Saison 5 : L’illusion de la maturité
Une saison de transitions illusoires : mariages, séparations, espoirs de stabilité. On croit que les personnages grandissent, mais ils tournent encore en rond — et c’est douloureux à regarder. Pourtant, chaque épisode semble plus finement écrit, plus resserré. Cette saison m’a ému·e par sa lucidité : on croit grandir, mais on apprend surtout à composer avec soi-même.

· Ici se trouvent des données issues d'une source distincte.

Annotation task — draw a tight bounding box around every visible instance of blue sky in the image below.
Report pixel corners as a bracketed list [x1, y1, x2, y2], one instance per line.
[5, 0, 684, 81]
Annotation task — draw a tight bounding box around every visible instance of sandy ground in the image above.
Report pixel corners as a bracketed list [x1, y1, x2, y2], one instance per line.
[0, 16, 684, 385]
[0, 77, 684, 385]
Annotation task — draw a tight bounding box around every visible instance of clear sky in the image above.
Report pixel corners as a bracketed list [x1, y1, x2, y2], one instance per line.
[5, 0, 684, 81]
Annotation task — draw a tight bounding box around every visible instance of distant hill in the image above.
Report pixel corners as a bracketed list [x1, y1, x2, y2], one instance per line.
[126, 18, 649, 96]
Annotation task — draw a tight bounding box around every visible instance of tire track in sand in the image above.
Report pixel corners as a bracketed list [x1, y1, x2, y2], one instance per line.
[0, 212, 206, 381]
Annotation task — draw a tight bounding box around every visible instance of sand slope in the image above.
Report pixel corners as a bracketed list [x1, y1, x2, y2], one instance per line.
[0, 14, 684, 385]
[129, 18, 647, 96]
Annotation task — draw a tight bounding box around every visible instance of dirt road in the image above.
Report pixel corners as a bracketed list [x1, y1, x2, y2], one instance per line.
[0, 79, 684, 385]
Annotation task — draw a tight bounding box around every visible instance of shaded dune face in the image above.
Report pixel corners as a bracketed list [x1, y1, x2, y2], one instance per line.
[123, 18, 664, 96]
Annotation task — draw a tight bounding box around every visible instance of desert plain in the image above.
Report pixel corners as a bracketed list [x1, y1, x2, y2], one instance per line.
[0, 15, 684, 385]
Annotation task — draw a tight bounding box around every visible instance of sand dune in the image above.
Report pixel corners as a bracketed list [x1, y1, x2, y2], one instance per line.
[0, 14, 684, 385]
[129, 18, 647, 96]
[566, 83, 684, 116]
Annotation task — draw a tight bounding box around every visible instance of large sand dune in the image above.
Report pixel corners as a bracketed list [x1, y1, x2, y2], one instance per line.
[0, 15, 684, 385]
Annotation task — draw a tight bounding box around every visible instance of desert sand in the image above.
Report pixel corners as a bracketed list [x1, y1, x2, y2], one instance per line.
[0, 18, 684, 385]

Saison 6 : La fin sans fanfare
La dernière saison évite le piège de la conclusion "propre". Elle accepte l’inachevé, le flou, l’ambigu. L’épisode final, centré presque exclusivement sur Hannah, m’a dérouté·e d’abord, puis profondément touché·e. Girls ne clôt pas une histoire, elle arrête juste d’en raconter une, et c’est ce qui rend cette fin si juste, si cohérente avec le chaos qu’a été cette série.
Girls est imparfaite, dérangeante, profondément humaine. Saison après saison, elle m’a confronté·e à des personnages que j’aimais sans toujours les apprécier. Mais c’est aussi ce qui rend cette œuvre si précieuse : elle ne cherche pas à séduire, seulement à exister. Et c’est pour ça que je lui donne un 8.5/10.